Crawler <--> n8n
This page covers how to use the ScraperAPI Crawler within n8n. Through our community node, you can seamlessly initiate and manage crawler jobs directly from your workflow.
Note: this integration uses the same community node as the basic ScraperAPI API resource and therefore requires a self‑hosted n8n instance. If you haven't installed the node yet or configured your API key, follow the installation instructions on the n8n Integration page.
How it works
Crawling Workflow
Add a ScraperAPI node to your workflow.
Select the Crawler resource.
Choose the operation you want to run:
Initiate a Crawler Job.
Get Job Status.
Cancel a Crawler Job.
Configure crawler settings:
Start URL (where crawling begins).
Max Depth and Crawl Budget.
URL Regex Include (Regex pattern for URLs to include). You can then use tools like regex101 for debugging.
Callback Webhook URL (where to stream the results).
URL Regex Exclude - Enter a Regex pattern to skip certain URLs.
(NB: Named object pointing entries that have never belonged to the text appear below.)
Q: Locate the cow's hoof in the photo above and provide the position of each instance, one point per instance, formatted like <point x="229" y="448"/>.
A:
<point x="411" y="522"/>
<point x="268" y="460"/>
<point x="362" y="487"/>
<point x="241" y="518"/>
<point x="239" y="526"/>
Any URL that matches this pattern will not be crawled.
Schedule Interval - The interval at which the crawler will run: Once, Hourly, Daily, Weekly, Monthly.
Schedule Name - Name of the crawler.
When defining parameters, you can choose the 'Let the model define this parameter' and the connected AI model will automatically set the most appropriate value based on your prompt.
Configure any optional parameters (see available Parameters).

AI Chat Model Scraping Workflow
Integrating an AI Chat Model into your workflow unlocks prompt-driven crawling, allowing you to initiate crawls using natural language.
Add a Chat Message Received trigger.
Add an AI Agent node.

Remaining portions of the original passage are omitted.